As TAPFS became more and more popular and the demand for shows increased, some of the original members, all Australian, started opting out of tours to North America. As more and more musicians started coming into the mix for touring, Darlington said there were “precious few” on the North American tours that were Australian anymore.
The band that is playing at USANA on Saturday to close out the amphitheatre’s season features all the same performers who have been in Utah the past couple of years. And they’re all very good!
The Aussie Floyd show has become a widely popular annual favorite among Utah fans. The band first performed to a half-full arena in Utah in 2004. The popularity of the show has grown dramatically each year since.
“It’s one of the highlights of the tour when we play there,” Darlington said. “In 2004 we had about 2,000 people. Last year we had about 9,000 watch the show.”

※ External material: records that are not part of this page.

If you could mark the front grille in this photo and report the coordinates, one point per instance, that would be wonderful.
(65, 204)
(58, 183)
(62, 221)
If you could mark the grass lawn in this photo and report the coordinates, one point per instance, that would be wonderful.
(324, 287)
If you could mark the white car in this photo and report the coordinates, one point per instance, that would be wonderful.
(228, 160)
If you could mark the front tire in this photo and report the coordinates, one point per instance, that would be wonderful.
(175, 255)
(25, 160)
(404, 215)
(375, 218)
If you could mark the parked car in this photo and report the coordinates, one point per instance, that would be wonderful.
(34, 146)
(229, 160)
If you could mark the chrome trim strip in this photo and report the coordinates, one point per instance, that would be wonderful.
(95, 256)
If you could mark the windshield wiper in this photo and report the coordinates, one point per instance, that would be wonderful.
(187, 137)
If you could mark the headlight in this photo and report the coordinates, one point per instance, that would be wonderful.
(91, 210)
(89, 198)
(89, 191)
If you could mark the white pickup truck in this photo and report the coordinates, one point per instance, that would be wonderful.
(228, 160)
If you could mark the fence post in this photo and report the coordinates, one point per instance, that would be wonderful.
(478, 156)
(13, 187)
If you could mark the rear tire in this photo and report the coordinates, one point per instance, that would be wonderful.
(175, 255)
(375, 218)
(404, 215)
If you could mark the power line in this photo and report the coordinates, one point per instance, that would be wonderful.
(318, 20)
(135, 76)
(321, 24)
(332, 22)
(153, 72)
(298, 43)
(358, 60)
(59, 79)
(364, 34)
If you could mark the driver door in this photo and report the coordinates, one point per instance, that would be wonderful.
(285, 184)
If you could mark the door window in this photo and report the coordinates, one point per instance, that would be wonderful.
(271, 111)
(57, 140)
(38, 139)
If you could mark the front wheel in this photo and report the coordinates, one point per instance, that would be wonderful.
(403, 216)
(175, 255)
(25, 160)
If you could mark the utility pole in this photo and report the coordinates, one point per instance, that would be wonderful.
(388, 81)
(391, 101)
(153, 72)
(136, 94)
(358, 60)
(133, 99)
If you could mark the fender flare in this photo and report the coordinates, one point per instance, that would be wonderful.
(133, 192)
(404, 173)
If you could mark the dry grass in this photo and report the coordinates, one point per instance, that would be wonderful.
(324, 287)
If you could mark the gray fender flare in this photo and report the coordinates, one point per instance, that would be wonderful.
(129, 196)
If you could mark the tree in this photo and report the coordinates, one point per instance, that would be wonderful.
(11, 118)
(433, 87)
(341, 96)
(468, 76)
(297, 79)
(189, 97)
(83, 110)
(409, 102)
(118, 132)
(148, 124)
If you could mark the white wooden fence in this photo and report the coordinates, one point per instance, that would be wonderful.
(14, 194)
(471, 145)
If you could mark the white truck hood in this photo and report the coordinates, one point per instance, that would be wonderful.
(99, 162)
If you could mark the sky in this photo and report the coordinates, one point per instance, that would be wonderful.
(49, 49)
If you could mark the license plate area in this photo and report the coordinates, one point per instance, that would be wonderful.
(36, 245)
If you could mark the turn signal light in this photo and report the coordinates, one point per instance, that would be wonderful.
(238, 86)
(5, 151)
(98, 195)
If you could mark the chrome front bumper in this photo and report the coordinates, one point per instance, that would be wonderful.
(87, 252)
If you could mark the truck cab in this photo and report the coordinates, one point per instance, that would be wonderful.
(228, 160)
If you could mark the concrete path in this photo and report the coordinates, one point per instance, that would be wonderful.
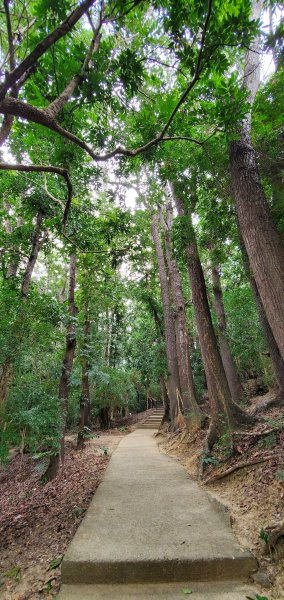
(150, 524)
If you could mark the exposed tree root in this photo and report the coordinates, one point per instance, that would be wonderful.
(242, 465)
(274, 533)
(277, 400)
(242, 417)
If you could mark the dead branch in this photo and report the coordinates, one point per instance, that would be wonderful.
(242, 465)
(30, 60)
(11, 106)
(45, 169)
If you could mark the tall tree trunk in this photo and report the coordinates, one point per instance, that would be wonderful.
(57, 460)
(7, 368)
(5, 379)
(226, 355)
(160, 331)
(262, 241)
(15, 258)
(85, 408)
(225, 414)
(188, 391)
(277, 360)
(166, 402)
(173, 384)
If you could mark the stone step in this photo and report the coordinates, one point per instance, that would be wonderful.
(149, 523)
(145, 426)
(229, 590)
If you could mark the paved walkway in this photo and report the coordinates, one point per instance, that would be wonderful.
(151, 527)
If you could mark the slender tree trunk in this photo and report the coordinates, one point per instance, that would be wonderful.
(173, 384)
(7, 368)
(5, 379)
(57, 459)
(226, 355)
(262, 241)
(15, 259)
(166, 401)
(85, 407)
(160, 331)
(109, 334)
(36, 245)
(188, 391)
(277, 360)
(225, 414)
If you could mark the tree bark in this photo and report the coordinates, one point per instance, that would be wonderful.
(277, 360)
(57, 460)
(166, 402)
(262, 241)
(173, 384)
(5, 379)
(85, 407)
(226, 355)
(188, 390)
(225, 414)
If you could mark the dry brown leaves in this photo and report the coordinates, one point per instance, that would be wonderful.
(38, 521)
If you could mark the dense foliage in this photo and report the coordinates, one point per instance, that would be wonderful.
(134, 99)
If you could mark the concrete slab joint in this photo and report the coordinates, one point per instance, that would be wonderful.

Fans going to this Saturday’s show should expect the same outstanding quality they’ve come to expect from Aussie Floyd over the years. Darlington’s guitar playing and vocals on “Hey You” and “Wish You Were Here” are always highlights of the concert. And I haven’t been to an Aussie Floyd show in Utah yet where his solo on “Comfortably Numb” didn’t get a standing ovation.
Ian Cattell is also with the soon-to-be Brit Floyd group and has delivered very strong Waters’ vocals in the past, particularly when doing songs off “The Wall.”
While past tours have focused on album sides or entire albums, such as “Dark Side of the Moon” or “The Wall,” this year’s show will be a package of Pink Floyd’s greatest hits, Darlington said.
Original members Steve Mac and bassist Colin Wilson (both also very talented) haven’t played in Salt Lake City since 2006. They, along with Jason Sawford and Paul Bonney, will continue as Australian Pink Floyd with a full tour in 2011.
Meanwhile, Darlington, Cattell and Bobby Harrison also have their own busy tour schedule in 2011 as Brit Floyd, both in the United States and Europe.
“You never want to become complacent about it. We’re always trying to improve,” Darlington said. “It’s a wonderful opportunity to get to play some amazing music. And we get to play it in all these amazing places around the world.”